The paper also acknowledges that more research is necessary to develop a robust evidence base for future guideline development.

Carrying Out Society’s Mission to Improve Patient Health and Wellbeing

On another important front, telehealth has proven to be an effective tool for addressing health disparities, which is a key part of our Society’s mission. Studies show that expanded access to telehealth services ensures that patients from underserved populations also receive the care they need.

A recent Government Accountability Office (GAO) report, for example, found that the proportion of Medicare beneficiaries utilizing telehealth services was similar across racial and ethnic groups.

Audio-only telehealth — which allows endocrinologists to provide care to patients who do not have the necessary technology needed to access virtual care — provides greater access for patients in rural and underserved populations.

Not only will this paper be an important resource for our members, it also will serve as a guide for care delivery that benefits underserved populations.

Congressional Action Needed to Continue Telehealth Access

For all the reasons above, ensuring and expanding access to telehealth has become an important advocacy priority for the Society.

The COVID-19 Public Health Emergency (PHE) put in place waivers that expanded access to telehealth services.
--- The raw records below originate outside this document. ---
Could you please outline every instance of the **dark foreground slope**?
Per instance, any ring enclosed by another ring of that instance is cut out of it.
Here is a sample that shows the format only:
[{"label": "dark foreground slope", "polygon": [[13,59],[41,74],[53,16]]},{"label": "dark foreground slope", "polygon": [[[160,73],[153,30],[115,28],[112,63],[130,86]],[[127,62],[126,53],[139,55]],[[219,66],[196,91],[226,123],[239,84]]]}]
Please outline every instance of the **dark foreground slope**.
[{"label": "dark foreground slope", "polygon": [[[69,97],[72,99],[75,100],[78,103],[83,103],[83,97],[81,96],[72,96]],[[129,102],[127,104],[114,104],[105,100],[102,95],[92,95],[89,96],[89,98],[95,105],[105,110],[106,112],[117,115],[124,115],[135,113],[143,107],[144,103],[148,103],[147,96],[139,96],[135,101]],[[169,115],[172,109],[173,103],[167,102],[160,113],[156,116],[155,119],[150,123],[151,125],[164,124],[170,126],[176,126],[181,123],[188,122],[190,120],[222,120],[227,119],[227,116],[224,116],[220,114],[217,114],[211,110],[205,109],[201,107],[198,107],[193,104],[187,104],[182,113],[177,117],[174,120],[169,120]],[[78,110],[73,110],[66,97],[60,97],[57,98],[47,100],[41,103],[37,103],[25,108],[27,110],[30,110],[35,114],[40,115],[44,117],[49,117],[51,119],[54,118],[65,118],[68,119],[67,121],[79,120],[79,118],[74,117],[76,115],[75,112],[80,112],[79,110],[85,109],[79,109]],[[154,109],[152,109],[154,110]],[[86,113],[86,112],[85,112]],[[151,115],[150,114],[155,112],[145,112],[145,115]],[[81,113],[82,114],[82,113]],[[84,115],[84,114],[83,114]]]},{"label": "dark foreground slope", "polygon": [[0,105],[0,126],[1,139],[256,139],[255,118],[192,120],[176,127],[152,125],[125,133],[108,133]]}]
The PHE is expected to continue through the end of the year. But Congress will need to pass legislation extending these telehealth exemptions after PHE ends.

The Society has been a leading voice on the issue and have worked hard to educate lawmakers and congressional staff on the need to expand telehealth access.

We urge Congress to pass legislation extending telehealth exemptions for two years. We also call for lawmakers to make the coverage and payment of audio-only services permanent and to relax the originating site requirements, which would ensure that patients can receive telehealth from home.

This will continue to be a major priority for us in the months ahead.